Blog entry by Meguid El Nahas
An interesting article in the BMJ by Prof Yudkin and colleagues in London is entitled:
"The Idolatry of Surroagtes"
In this article, the authors raise serious and justified concern about the use of surrogate markers as substitutes for hard endpoints in clinical research and trials. They quote a number of examples whereby reduction in surrogate markers are not associated with changes or diverge from expected hard endpoints.
They comment specifically on albuminuria and raise concern about its disconnect with hard renal and cardiovascular endpoints.
This concern is supported by data showing that a reduction of albuminuria can be associated with imporved renal function (RENAAL), unchanged renal function (ACCORD study) or worse stilll worsening of renal function (ONTARGET).
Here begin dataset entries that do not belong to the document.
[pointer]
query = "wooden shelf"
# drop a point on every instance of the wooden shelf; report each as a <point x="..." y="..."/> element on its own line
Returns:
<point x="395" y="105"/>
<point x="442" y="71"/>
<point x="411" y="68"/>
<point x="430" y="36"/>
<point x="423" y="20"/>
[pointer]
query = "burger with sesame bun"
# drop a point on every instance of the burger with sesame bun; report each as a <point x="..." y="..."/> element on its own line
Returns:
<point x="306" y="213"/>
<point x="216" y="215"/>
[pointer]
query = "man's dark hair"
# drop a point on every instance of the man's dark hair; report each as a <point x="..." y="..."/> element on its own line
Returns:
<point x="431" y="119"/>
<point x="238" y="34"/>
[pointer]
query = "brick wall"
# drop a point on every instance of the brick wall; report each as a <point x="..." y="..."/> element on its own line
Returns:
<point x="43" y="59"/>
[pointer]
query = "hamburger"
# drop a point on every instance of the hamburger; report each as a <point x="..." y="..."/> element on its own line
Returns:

Clearly, reduction of albuminuria can also be misleading if considered a CV endpoint as the ROADMAP study showed that prevention/reduction of Microalbuminuria with Olmesartan in DM was in fact associated with increased CVD morbidity.
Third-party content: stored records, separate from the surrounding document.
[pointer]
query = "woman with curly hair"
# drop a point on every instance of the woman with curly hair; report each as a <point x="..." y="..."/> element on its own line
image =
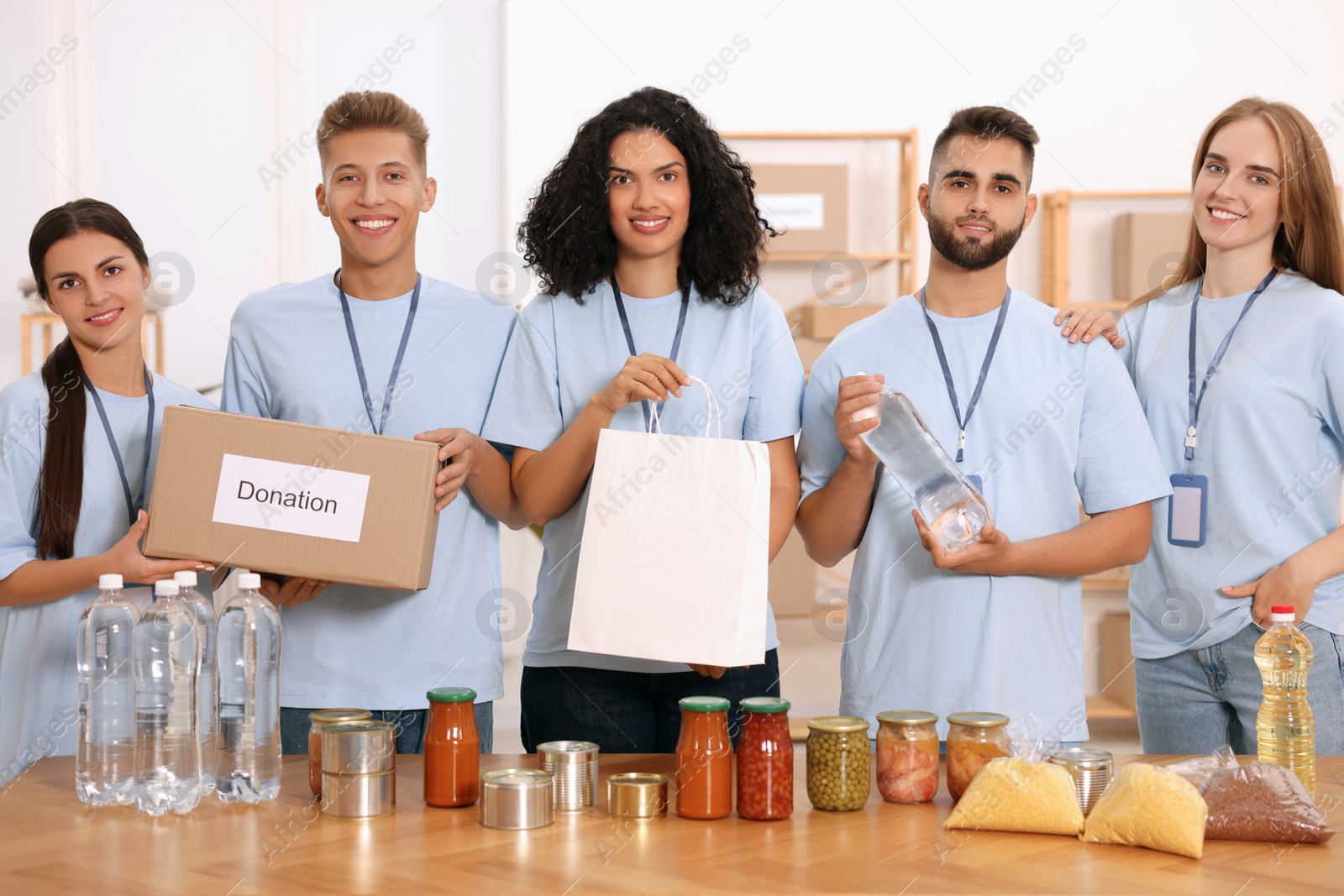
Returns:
<point x="647" y="242"/>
So lets stop being obssessed with reduction of proteinuria in CKD and focus of the true hard endpoints of death and ESRD.
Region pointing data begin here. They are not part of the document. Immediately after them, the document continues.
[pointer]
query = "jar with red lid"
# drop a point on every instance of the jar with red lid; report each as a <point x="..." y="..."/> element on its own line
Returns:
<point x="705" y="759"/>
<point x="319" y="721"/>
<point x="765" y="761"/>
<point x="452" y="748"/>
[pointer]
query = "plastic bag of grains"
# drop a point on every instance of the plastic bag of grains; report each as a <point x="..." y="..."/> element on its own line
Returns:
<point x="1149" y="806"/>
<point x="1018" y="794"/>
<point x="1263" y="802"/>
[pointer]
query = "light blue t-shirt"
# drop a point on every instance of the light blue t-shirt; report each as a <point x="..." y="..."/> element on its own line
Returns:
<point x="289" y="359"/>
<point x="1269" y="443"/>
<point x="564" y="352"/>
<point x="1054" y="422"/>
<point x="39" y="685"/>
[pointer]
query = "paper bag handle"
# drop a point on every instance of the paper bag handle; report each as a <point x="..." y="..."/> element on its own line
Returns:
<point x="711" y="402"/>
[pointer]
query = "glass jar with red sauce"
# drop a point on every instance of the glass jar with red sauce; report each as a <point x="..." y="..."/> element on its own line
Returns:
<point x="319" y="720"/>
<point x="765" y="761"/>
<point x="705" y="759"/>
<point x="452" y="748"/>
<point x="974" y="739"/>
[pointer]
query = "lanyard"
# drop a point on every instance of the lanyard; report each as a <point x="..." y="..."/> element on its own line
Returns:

I despair when I hear senior nephrologists argue that reduction of proteinuria should take precedent over declining kidney function or starting ESRD....thus continuing to poison their patients with ACE inhibitors and ARBs and accelerating the time to ESRD in the name of reducing proteinuria and preventing CVD....!!!!
Care should be taken in clinical trials, but also in daily practice, not to treat the markers/symptoms of disease on the assumption that we treat the underlying disease or its cause.
This explains why the FDA rightly continues to reject albuminuria as a surrogate marker for ESRD, or even the progression of CKD. The FDA has also recently become more stringent in its requirements that drugs under development are shown to affect favourably hard endpoints at the risk of prolonging the cost and duration of drug development. Better be safe than sorry later...
For the Pharmaceutical industry to steamroll drug developments and marketing using surrogate markers of mortality, CVD, CKD progression or ESRD as albuminuria is unacceptable and potentially dangerous. Even serum creatinine, and the asociated eGFR, should be looked upon with caution when we investigate an intervention aimed at slowing the progression of CKD, delaying ESRD or preventing Death. Serum creatinine is a marker of a number of confounders including protein intake, metabolism, muscle mass and tubular secretion of creatinine; it is NOT a hard enpoint for progression of CKD. For that, MEASURED GFR is the gold standard!
It is high time the nephrological community discern soft surrogate markers from hard endpoints.
Nephrologists need to realise that hard end points are essential for the practice of true patients centered medicine.